Confirmando-se, através dos coeficientes de cada fator, que é o atributo composição química aquele que mais influência tem na diferenciação temporal, denotando a influência das práticas culturais, provavelmente, da fertilização, e indiretamente, da disponibilidade de MO, através da variável N total. No caso da variabilidade espacial, obtiveram-se as seguintes primeiras funções discriminantes, responsáveis por 85.52% e 97.92% da variância total: (i) 0-20 cm: Y = - 1.941 (Factor 1) - 0.563 (Factor 2) + 0.062 (Factor 3) - 0.054 (Factor 4); (ii) 20-40 cm: Y = + 0.719 (Factor 1) + 0.284 (Factor 2) + 0.964 (Factor 3) + 0.554 (Factor 4).

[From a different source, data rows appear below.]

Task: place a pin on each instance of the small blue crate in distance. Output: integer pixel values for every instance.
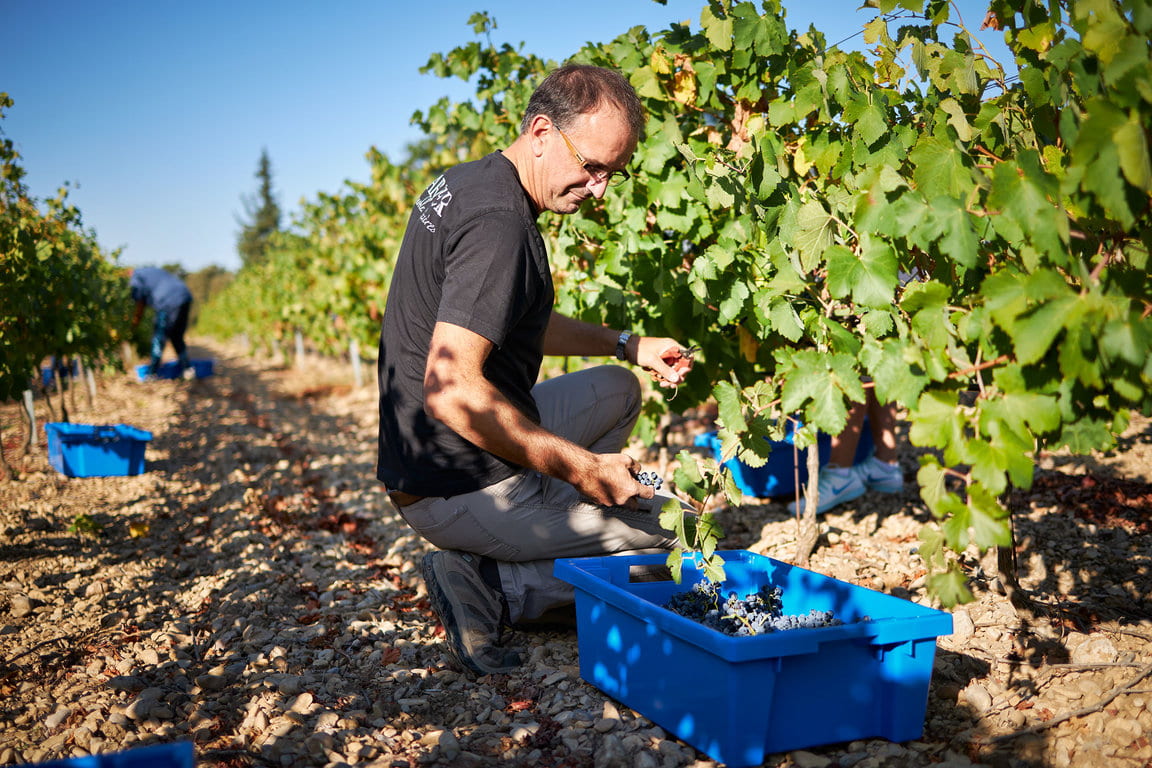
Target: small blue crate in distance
(171, 370)
(778, 476)
(739, 699)
(180, 754)
(84, 450)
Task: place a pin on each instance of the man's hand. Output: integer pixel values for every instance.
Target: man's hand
(665, 359)
(611, 481)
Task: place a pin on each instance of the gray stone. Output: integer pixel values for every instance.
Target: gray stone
(803, 759)
(611, 753)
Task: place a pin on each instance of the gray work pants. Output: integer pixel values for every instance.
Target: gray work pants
(529, 519)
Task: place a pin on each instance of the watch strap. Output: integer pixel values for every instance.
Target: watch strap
(622, 344)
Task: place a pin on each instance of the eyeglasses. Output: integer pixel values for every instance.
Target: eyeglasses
(612, 177)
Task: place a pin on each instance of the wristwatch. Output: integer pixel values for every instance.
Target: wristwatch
(622, 344)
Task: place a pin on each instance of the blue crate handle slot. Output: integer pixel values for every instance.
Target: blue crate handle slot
(106, 434)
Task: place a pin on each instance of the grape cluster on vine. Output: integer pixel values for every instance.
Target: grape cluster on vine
(650, 479)
(756, 613)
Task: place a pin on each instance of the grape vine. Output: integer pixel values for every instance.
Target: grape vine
(60, 294)
(974, 242)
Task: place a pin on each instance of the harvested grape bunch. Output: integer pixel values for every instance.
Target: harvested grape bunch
(757, 613)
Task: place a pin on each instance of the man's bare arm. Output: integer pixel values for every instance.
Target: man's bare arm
(457, 394)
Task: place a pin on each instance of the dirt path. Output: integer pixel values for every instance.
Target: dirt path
(256, 593)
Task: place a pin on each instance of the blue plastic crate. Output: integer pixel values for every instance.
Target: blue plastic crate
(778, 476)
(180, 754)
(171, 370)
(740, 699)
(85, 450)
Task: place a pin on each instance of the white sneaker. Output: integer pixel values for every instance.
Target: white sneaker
(838, 485)
(880, 476)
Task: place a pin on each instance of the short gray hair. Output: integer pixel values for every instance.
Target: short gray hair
(575, 90)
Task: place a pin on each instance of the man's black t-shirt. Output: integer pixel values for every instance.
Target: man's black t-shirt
(472, 257)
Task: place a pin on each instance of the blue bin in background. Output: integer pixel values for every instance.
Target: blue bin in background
(778, 476)
(171, 370)
(85, 450)
(179, 754)
(741, 699)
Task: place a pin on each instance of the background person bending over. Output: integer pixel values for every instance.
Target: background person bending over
(841, 480)
(171, 302)
(501, 473)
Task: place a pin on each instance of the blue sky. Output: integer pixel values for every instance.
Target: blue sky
(157, 112)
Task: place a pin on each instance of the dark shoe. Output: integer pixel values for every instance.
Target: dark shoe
(470, 610)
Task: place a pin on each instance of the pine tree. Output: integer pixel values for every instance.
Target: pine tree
(263, 213)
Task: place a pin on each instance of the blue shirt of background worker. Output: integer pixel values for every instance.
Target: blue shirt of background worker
(171, 301)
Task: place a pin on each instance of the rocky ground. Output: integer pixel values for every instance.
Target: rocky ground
(254, 592)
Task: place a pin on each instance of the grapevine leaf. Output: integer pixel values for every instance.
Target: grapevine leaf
(935, 420)
(1132, 147)
(813, 233)
(730, 412)
(939, 168)
(988, 518)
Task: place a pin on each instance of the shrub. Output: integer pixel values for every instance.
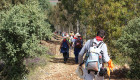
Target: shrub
(129, 44)
(21, 29)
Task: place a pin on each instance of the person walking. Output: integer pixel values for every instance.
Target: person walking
(94, 68)
(78, 43)
(64, 48)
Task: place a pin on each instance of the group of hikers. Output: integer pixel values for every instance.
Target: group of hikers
(95, 51)
(72, 41)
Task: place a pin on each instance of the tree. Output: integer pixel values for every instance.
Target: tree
(21, 29)
(129, 43)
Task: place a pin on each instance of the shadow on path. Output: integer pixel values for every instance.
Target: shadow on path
(118, 74)
(70, 61)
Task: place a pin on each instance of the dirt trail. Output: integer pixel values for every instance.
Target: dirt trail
(57, 70)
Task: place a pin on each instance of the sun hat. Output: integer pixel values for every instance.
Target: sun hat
(80, 72)
(77, 34)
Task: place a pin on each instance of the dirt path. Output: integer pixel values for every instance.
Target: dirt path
(57, 70)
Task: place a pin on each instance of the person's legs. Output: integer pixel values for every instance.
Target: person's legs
(98, 77)
(76, 57)
(88, 76)
(64, 55)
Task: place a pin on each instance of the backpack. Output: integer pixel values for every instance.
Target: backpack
(94, 57)
(65, 47)
(78, 43)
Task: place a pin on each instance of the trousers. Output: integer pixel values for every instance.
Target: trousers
(92, 76)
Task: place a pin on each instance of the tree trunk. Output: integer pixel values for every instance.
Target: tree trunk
(77, 26)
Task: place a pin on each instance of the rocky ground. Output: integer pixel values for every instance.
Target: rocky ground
(57, 70)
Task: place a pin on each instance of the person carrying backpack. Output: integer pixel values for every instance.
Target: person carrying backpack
(96, 55)
(64, 48)
(78, 43)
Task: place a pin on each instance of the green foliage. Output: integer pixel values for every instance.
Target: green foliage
(21, 29)
(129, 44)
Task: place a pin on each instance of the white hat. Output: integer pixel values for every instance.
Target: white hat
(79, 71)
(77, 34)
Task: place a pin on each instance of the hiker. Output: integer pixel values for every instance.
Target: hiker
(78, 43)
(96, 55)
(64, 48)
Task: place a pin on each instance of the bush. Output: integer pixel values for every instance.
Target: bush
(129, 44)
(21, 29)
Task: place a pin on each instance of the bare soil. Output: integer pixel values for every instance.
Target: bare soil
(57, 70)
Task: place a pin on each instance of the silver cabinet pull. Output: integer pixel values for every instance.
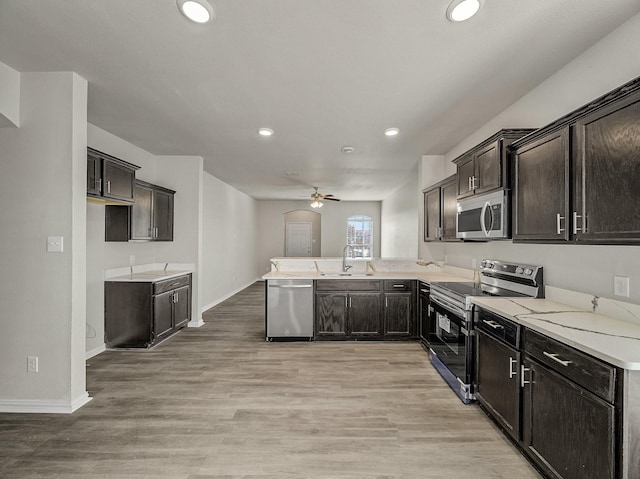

O atributo textura (fator 1) é preponderante na diferenciação entre parcelas, no caso da camada superficial. Já na camada sub-superficial, esta diferenciação é maioritariamente influenciada pela disponibilidade de nutrientes (fator 3). Estes resultados indicam a importância da mineralogia do solo, da presença de argila e da sua estreita relação com a capacidade de troca catiónica na variabilidade espacial encontrada.
CONCLUSÕES
O uso de ferramentas de análise estatística multivariada pode ajudar a compreender melhor a dinâmica temporal e espacial e as relações entre as variáveis e as funções do solo. A FA realizada com dados recolhidos permitiu obter dois modelos similares de quatro fatores relacionados com a textura, capacidade de retenção de água e nutrientes, composição química, disponibilidade de nutrientes e fertilidade do solo. Os fatores mais influentes na discriminação temporal e espacial foram a composição química, a textura e a disponibilidade de nutrientes.